= Adriaan Bonsel =

Dutch composer (1918–2011)

Adriaan Bonsel (4 August 1918 - 9 July 2011) was a Dutch composer. He was born in Hilversum, Netherlands, and died at the age of 92 in Amersfoort, Netherlands.

== Education ==
Bonsel studied the flute at the Amsterdam Conservatory and studied composition with Jan Koetsier.

== Professional Activities ==
Bonsel was principal flautist of the Radio Philharmonic Orchestra at its inception in 1945. He was a co-founder of the Radio Philharmonic Sextet. He was also a professor of flute at Utrecht Conservatory and the conductor of the Faso Flute Ensemble.
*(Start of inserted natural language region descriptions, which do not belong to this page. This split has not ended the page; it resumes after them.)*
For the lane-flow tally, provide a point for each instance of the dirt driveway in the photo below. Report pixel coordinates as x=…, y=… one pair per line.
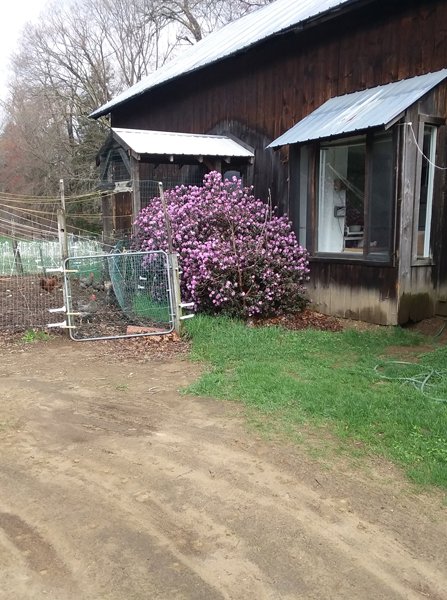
x=115, y=486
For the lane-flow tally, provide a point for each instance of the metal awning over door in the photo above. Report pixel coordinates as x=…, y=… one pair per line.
x=381, y=106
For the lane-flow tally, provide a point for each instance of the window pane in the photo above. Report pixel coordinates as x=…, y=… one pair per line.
x=380, y=203
x=426, y=193
x=341, y=198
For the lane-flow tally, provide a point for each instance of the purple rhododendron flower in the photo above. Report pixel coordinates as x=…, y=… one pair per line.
x=236, y=257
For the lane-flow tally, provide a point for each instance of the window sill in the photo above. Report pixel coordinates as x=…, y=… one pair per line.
x=422, y=262
x=352, y=258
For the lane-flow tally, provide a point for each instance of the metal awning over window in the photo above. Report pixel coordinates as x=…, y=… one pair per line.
x=174, y=146
x=381, y=106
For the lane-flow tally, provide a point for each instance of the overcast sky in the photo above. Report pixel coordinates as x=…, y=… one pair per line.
x=15, y=15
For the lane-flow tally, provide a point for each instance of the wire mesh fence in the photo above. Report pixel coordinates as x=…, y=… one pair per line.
x=28, y=288
x=119, y=295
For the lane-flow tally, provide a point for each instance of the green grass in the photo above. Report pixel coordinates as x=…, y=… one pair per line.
x=329, y=380
x=145, y=307
x=33, y=335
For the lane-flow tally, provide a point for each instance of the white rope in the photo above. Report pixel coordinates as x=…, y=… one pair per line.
x=420, y=150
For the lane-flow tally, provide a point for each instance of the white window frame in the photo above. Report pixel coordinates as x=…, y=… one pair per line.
x=431, y=158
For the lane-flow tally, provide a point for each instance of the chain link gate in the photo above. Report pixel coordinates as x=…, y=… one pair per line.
x=119, y=295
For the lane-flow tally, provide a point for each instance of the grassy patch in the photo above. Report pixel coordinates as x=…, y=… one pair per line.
x=329, y=379
x=34, y=335
x=145, y=307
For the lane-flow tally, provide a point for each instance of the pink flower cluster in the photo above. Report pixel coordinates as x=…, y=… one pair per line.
x=236, y=257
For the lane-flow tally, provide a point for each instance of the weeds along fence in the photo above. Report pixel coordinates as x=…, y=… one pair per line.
x=27, y=289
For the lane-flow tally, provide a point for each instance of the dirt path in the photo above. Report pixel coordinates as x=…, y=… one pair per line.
x=114, y=486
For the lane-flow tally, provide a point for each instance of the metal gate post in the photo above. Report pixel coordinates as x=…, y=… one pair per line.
x=176, y=297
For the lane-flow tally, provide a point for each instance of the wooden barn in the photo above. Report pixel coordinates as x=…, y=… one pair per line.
x=343, y=104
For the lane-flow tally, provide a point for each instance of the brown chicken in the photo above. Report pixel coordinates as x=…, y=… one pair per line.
x=49, y=283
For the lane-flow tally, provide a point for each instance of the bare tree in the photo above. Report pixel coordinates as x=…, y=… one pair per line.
x=76, y=58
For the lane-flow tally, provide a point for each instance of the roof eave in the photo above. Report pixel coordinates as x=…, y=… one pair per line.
x=299, y=27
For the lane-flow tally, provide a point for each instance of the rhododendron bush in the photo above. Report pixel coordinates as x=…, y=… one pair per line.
x=235, y=256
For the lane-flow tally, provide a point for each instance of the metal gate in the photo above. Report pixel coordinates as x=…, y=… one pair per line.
x=119, y=295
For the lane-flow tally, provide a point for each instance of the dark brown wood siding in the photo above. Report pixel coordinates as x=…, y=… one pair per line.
x=264, y=91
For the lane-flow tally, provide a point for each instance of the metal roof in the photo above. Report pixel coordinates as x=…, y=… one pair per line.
x=376, y=107
x=168, y=143
x=239, y=35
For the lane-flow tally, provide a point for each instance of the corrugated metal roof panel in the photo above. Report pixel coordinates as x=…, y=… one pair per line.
x=234, y=37
x=375, y=107
x=169, y=143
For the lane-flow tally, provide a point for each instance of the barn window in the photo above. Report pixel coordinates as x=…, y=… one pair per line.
x=425, y=200
x=355, y=197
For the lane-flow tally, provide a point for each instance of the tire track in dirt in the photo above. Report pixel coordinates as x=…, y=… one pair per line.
x=141, y=495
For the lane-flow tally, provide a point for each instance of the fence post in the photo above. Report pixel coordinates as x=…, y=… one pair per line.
x=62, y=224
x=176, y=295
Bonsel composed works that were commissioned by the Dutch Ministry of Education, Arts and Sciences, the AVRO, the Dutch Radio Union, the Dutch Pipers Guild, and the Johan Wagenaar Foundation, among others.

His students include Mirjam Nastasi, Professor of Flute at University of Freiburg.

== Compositions ==
- Suite for flute and string orchestra (1947)
- Folkloristische Suite for winds and percussion (1958), part of the repertoire of the Eastman Wind Ensemble.
- Jozef in Dothan (1958)
- Suite voor blokfluit en clavecimbel of hobo en piano (1958)
- Symphony No. 2 for orchestra (1959)
- Souvenir for flute solo (1959)
- Elegie for viola solo (1961)
- Mijn moeder Kenau (1962)
- Mariken van Nimweghen (1962)
- Een moeilijk mens (1963)
- Vrede - oorlog - vrede? (1975)
- Suite populaire for orchestra (1983)
- Suite for bamboo flute ensemble and string orchestra (1988)

== Awards ==
In 1947, Bonsel was awarded the Music Prize of the City of Amsterdam for his Suite for Flute and String Orchestra.

In 1983, he won a composition competition in Würzburg, Germany, for his Suite Populaire.